Crawling a website with python scrapy

Think of a website as a web, how do we crawl that web? Chances are you went to that navigation menu and found a link that you found interesting you clicked on that and you went to that page to find that important information that you were looking for. Or probably your favourite search engine did it for you. How did your search engine did that or how can you make that traversal automatically? Exactly thats where crawler comes into business. Chances are your search engine started crawling on your website based on a link you shared somewhere. We will create one such crawler using python’s crawling framework called scrapy. For last couple of months I have been using it, so felt like it would be wrong not to have a blog about it.

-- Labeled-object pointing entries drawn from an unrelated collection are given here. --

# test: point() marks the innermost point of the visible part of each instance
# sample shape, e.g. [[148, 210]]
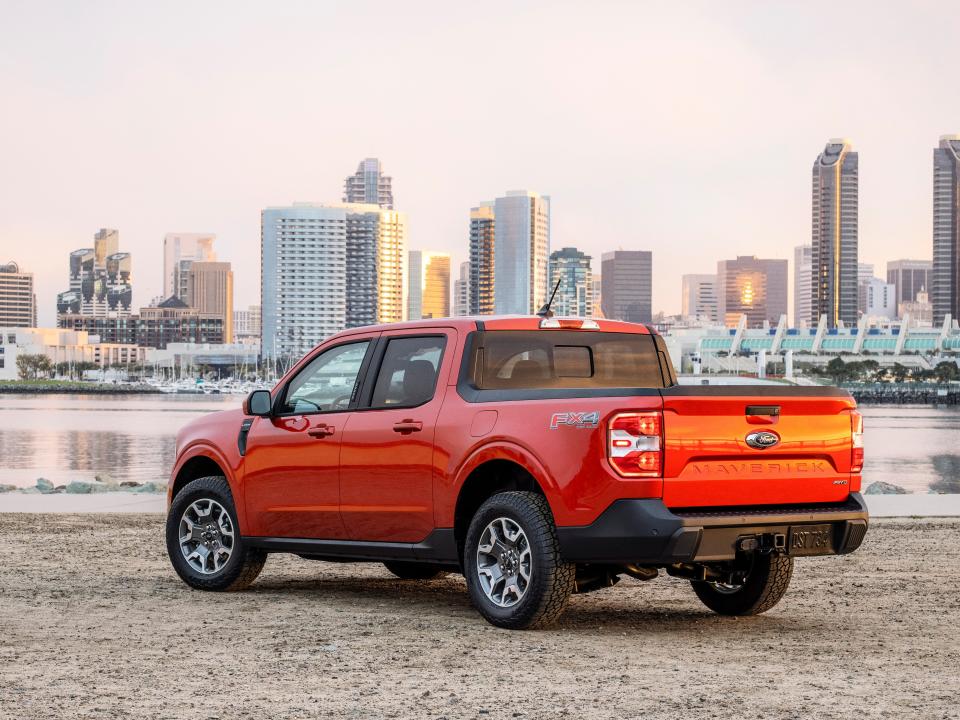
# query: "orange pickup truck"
[[540, 457]]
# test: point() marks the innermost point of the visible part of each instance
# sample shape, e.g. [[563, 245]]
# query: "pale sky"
[[688, 129]]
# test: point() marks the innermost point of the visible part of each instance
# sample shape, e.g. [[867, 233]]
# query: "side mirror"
[[258, 403]]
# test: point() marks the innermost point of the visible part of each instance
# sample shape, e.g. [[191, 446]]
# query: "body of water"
[[73, 437]]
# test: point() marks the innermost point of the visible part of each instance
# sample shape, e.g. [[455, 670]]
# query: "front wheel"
[[763, 587], [515, 575], [203, 538]]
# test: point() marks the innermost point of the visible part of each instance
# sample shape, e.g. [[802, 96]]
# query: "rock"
[[87, 487], [881, 488], [44, 485]]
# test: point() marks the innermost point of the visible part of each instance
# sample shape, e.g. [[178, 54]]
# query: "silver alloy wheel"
[[206, 536], [504, 562]]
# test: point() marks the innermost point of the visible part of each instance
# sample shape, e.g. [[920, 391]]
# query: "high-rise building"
[[945, 283], [881, 299], [303, 277], [428, 291], [571, 268], [461, 291], [521, 252], [835, 230], [368, 185], [754, 287], [376, 260], [311, 254], [246, 323], [627, 285], [179, 250], [210, 291], [481, 259], [910, 277], [100, 279], [699, 300], [803, 286], [18, 303]]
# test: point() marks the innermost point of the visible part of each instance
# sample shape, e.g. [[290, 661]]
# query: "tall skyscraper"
[[700, 298], [18, 303], [571, 268], [521, 251], [376, 262], [803, 286], [210, 291], [627, 285], [910, 277], [100, 279], [481, 259], [461, 291], [303, 277], [753, 287], [428, 290], [945, 283], [835, 230], [179, 250], [368, 185]]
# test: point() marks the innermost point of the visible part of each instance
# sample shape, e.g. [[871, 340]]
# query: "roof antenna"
[[545, 311]]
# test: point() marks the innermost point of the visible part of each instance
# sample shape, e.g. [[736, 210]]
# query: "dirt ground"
[[94, 624]]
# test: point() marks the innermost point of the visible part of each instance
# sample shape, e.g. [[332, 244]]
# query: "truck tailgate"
[[756, 445]]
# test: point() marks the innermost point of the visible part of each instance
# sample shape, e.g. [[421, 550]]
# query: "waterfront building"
[[100, 279], [803, 285], [753, 287], [209, 289], [180, 250], [835, 224], [18, 303], [521, 252], [574, 298], [461, 291], [63, 346], [246, 324], [368, 185], [481, 259], [627, 285], [699, 300], [945, 283], [910, 277], [428, 289]]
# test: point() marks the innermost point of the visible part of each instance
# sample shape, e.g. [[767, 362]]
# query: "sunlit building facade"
[[834, 254]]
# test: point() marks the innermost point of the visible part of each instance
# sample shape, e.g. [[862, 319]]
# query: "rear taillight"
[[856, 450], [634, 445]]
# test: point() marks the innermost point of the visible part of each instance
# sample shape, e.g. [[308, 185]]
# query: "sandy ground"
[[94, 624]]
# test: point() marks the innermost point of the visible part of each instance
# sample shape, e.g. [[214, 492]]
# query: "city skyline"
[[628, 110]]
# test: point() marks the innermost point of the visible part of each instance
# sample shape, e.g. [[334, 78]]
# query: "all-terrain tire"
[[244, 563], [551, 580], [764, 586], [413, 570]]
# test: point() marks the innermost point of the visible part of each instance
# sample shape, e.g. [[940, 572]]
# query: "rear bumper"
[[646, 532]]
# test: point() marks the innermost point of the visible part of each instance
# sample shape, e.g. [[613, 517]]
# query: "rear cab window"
[[519, 361]]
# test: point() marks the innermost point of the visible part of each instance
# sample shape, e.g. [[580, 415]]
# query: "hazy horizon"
[[688, 130]]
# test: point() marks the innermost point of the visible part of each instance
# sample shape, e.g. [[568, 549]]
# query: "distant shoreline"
[[53, 387]]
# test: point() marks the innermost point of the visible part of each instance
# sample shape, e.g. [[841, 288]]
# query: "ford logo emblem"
[[762, 440]]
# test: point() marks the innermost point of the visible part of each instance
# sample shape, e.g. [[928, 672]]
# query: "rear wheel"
[[763, 587], [414, 571], [203, 538], [512, 563]]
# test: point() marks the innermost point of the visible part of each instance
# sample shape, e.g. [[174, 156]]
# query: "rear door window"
[[558, 359]]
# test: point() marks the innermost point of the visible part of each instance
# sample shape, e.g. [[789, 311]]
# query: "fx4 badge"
[[763, 439], [577, 420]]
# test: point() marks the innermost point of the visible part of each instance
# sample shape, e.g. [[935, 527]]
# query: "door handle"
[[321, 431], [405, 427]]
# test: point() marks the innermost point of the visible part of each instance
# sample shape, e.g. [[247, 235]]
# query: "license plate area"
[[810, 540]]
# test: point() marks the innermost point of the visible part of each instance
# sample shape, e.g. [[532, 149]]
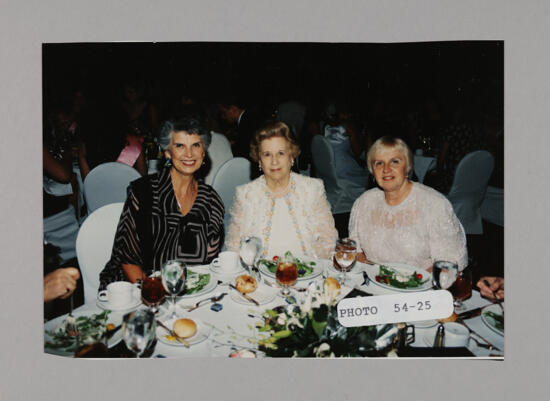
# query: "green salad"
[[90, 329], [397, 279], [498, 318], [195, 282], [304, 268]]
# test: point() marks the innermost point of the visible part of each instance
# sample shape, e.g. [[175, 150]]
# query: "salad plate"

It is always better to have a python virtual environment, so lets set it up:

$ virtualenv .env
$ source .env/bin/activate

Now that we have a virtual environment running, we will install scrapy.
$ pip install scrapy

it has some dependency, like lxml which is basically being used for html parsing using selectors, cryptography and ssl related python libraries will also be installed. Pip takes care of everything, but when we will be writing codes, we will see this in our error message very often, so it is always good idea to have some idea about the dependencies.

Now that we have it installed, we have access to few new commands. Using these commands we can create our own scrapy project, which is not strictly necessary but still I personally like to have everything bootstrapped here the way the creator wanted me to have, that way I could possibly have the same code standard the author of scrapy had while writing this framework.

$ scrapy startproject blog_search_engine

It will create bunch of necessary and unnecessary files you can read about all of those files at documentation, but the interesting part here is that it will create a configuration file called scrapy.cfg , which empowers you with few extra commands. Your spider resides inside the other folder. Spiders are basically the BOT that contains the characteristics defination of that BOT. Usually you can create a spider using following command as a solid start:

$ scrapy genspider wordpress wordpress.com

It will generate a spider called wordpress inside your blog_search_engine/blog_search_engine/spiders/ directory. It creates a 4 or 5 lines of code at your file which does nothing. Lets give it some functionality, shall we? But we don’t know yet what we are automating. We are visiting wordpress.com and we will find the a links of an article, and then we will go that link and get that article. So before we write our spider we need to define what we are looking for right? Lets define our model. Model are usually stored inside items.py . A possible Article might have following fields.

class Article(scrapy.Item):
    title = scrapy.Field()
    body = scrapy.Field()
    link = scrapy.Field()

Now we will define our spider.

class WordPressSpider(scrapy.Spider):
    name = 'wordpress'
    start_urls = [ 'www.wordpress.com' ]

    def parse(self, response):
        article_links = response.css("#post-river").xpath("//a/@href").extract()

        for link in article_links:
            if "https://en.blog.wordpress.com/" in link:
                yield scrapy.Request(article_url,
                                     self.extract_article)

    def extract_article(self, response):
        article = Article()
        css = lambda s: response.css(s).extract()
        
        article['title'] = css(".post-title::text").extract()[0]

        body_html=" ".join(css('.entrytext'))
        body_soup = BeautifulSoup(body_html)
        body_text = ''.join(soup.findAll(text=True))


        article['body'] = body_text
        yield article

As we had configured at our scrapy settings yield at the parse hands over your article to pipeline, as it looks, pipeline could be a great place for database operations. This is possibly out of the scope of this particular blog, but yet you can have an outline of what you might need to do if you are using sqlalchemy as database, although sqlalchemy won’t be particularly helpful to deal with what we intend to do here, still i felt it would be helpful to have them.

class BlogSearchEnginePipeline(object):
    def process_item(self, item, spider):
        # a = Article(title=item['title'],body=item['body'])
        # db.session.add(instance)
        # db.session.commit()
        print 'article found:', item['title'], item['body']

        return item

Now we have a spider defined. But how do we run it? Its actually easy, but remember that you need to be inside your scrapy project to make this command work!

$ scrapy crawl wordpress

On the side note scrapy actually provide us options to pass parameters from commandline to pass argument to spider, we just need to define an intializer parameter

class WordPress
        name = "wordpress"
        ...
        def __init__(self, param=None):
                pass
        ...

Now we could call:

$ scrapy crawl wordpress -a param=helloworld

In this blog I tried to give you an outline of database orms. Sofar we have a spider but this spider has no great use so far, we will try to create a search engine with this spider at my next blog. Databases that sqlalchemy deals with are not particularly super good with text searches elastic search could be a great option if we are looking forward to implement a search option so at my next blog, I will be writing about a basic search engine implementation using elastic search. Thats in my todo list for this weekend.